My woman and I are locked in a battle of wills. She’s saying: It’s bloody early, you woke me up. But I just give her my big, brown puppy-dog eyes and she tells me I’m adorable and I know she’ll let me go.

You see, I have to share this stretch of road with a Class A Dickhead. While the rest of the country are stuck in their cabins, rarely venturing out these days, this prize idiot in his souped-up tricycle likes to practice his motocross, full throttle before dawn on our road on his way to “work”.

Yeah, “work”.

To make matters worse, I’ve caught him chatting up my woman at the gate more than once. The last time, I was hiding behind the hedge listening to his shite until my eyeballs ached from rolling. There he was, in the middle of this sales pitch:

“It’s loike, the most physically demanding sport in the world. So, y’know, loike, anytime you want to watch some elite athletes duke it out, loike-”

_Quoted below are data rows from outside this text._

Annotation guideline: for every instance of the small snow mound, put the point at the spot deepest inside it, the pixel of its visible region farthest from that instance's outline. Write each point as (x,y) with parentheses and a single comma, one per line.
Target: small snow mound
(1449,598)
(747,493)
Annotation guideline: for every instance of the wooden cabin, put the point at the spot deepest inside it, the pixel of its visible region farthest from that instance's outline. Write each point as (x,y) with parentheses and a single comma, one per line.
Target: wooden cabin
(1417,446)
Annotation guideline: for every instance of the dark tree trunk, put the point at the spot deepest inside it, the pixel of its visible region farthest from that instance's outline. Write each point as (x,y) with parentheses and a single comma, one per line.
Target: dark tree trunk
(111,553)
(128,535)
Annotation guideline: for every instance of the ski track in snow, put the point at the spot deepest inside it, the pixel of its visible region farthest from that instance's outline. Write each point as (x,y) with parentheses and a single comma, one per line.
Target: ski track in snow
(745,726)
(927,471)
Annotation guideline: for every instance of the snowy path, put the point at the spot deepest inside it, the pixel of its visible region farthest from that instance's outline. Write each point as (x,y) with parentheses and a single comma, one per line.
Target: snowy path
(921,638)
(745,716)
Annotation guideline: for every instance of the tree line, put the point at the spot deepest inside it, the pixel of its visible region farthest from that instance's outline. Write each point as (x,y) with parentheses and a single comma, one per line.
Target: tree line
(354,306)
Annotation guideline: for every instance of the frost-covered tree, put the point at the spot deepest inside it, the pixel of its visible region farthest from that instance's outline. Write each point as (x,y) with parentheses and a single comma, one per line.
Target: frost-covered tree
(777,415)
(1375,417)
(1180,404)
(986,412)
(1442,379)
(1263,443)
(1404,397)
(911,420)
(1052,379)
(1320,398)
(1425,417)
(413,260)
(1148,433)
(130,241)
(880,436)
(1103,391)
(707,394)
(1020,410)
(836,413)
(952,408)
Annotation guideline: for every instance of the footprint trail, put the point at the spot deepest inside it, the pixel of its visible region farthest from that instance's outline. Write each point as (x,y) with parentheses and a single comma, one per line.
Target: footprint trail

At this point I had to run at him, telling him and his stupid haircut to Fuck Off and he was all:

“Hey buddy, calm down, I’m just, loike, well… hey, see ya around, yeah?” as he hopped onto his crappy two-wheeler and zoomed off in a cloud of dust and fumes.

But I digress.

My woman said she’d give me two minutes. That’ll be cutting it fine. Out here on the road, head cocked to one side, the commencing roar of engine cracks the calm and I sprint; breath puffing out like bursts of cloud. Hair streaming, nostrils flaring, hear the acceleration.

Run

Run

Run

The engine is a thundering growl, louder by the second. I crouch.

Ready.

He rounds the corner and I leap. The bike leaps. Saliva spray sparkles in the silver shadow. We eyeball each other mid-air. He’s mouthing something as he sails through the air, the destination of his flattening curve: the ditch.

There’s a grating percussion of brambles and nettles and metal but I don’t wait, I can hear the hoarse, annoyed whisper of my woman.

“Mutley!” She tries to whistle. She’s an awful eejit, but I still love her. “Where are you, bold dog? Mutley!”

I dash along the road, tongue joyously flapping and cannonball into her waiting arms.